How to Respect Your Data Driven Marketing Customers’ Privacy

By David Semmelroth

In data driven marketing, everyone is concerned to some extent about keeping their personal data personal. Identity theft is a potential nightmare lurking out there for all of us. You wouldn’t think of storing your credit cards, social security card, birth certificate, or passport in the glove box of an unlocked car; you keep them safely locked away.

Beyond your concerns about being fleeced by an identity thief, there are many things you simply don’t care to share with the world. You don’t publish your bank or investment records. You don’t post your medical records on social media sites. Simply put, you value your privacy.

Your customers feel the same way that you do about their personal data. It’s your responsibility to be your customer’s advocate with respect to these concerns. You should treat your customer’s personal data with the same respect that you treat your own.

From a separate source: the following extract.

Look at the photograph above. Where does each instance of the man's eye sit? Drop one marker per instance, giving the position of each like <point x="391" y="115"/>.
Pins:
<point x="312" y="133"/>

How to protect customer information in data driven marketing

Your customer data is a valuable corporate asset. You need to make sure that security measures are in place to protect that asset. Doing so is to some extent a technical exercise. But hacking into your computers system isn’t the only, or even the most common, way for security to be breached.

In part, data security means ensuring that technical measures are in place to prevent your customer data from unauthorized access. Your IT department will help a great deal in this effort. Network security, database encryption, and robust password standards are all necessary tools in the effort to safeguard data.

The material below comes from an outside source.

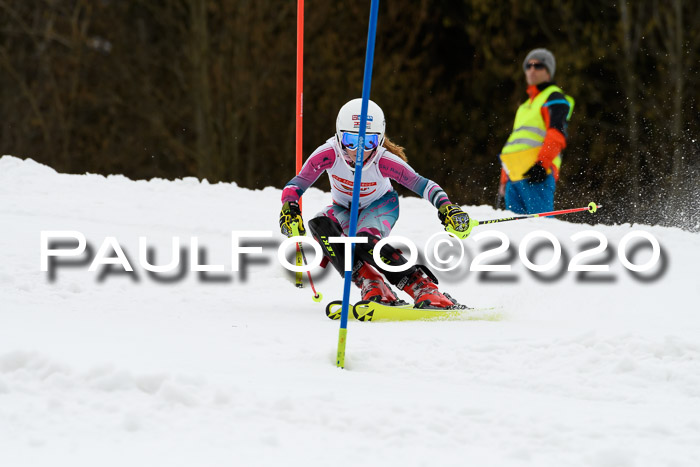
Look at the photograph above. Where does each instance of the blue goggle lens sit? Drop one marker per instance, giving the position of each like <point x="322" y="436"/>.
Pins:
<point x="351" y="141"/>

For starters, you need to store your data on secure servers that can only be accessed by authorized users. That access needs to be restricted using the full breadth of your network security system. Passwords need to meet security standards. An employee shouldn’t be able to use their dog’s name as a password, for example.

Your database itself needs to be password-protected as well. Virtually all database management systems offer the ability to do this. They also offer the ability to restrict access to individual variables in the database. This extra level of restriction should be considered for particularly sensitive information like credit-card numbers or social security numbers as well as names and addresses.

Beyond restricting access to sensitive personal data about individual customers, you should encrypt this data. Even if the data is somehow downloaded, encryption gives you another level of protection against the data being misused. Encrypting this sensitive information is not generally a problem for your analysis efforts. Beyond zip codes, you aren’t going to be using addresses and credit-card numbers in your analysis and reporting efforts.

You also need to encrypt any data that you share with your marketing service providers. You’ll need to send lists to your mail service providers, for example. Whether you’re overnighting them on a CD-ROM or sending them electronically, they need to be encrypted. Vendors will typically have secure file transfer infrastructure already set up.

It’s generally not a good idea to send sensitive customer data, encrypted or not, via e-mail. It’s far too easy for e-mails to be intercepted or inadvertently forwarded. Using e-mail limits your security to a single layer of encryption, which can be more easily broken than the multiple layers provided by your servers and your secure file transfer channel on top of the file encryption.

Security is more than encryption in data driven marketing

It is becoming increasingly common for advanced computer security systems to be thwarted by decidedly unsophisticated means. A laptop is left in the backseat of an unlocked car while the owner picks up their dry cleaning. A memory stick is left in the break room. A printout of passwords is thrown in the trash bin. All these situations provide an opening for opportunistic criminals.

You have a responsibility to protect your customers’ data. This means ensuring that security measures are in place in your organization. It also means being careful about what you say and do outside the office. Given the effectiveness of data security measures, sometimes the easiest way for someone to “hack” your system is to steal a laptop from your car in the grocery store parking lot.

As a general rule, you should not keep sensitive customer data on mobile drives or laptop computers that you carry around. You shouldn’t share passwords. You even need to be careful about who is roaming around your office. Good old fashioned con games can be the biggest threat to your data security.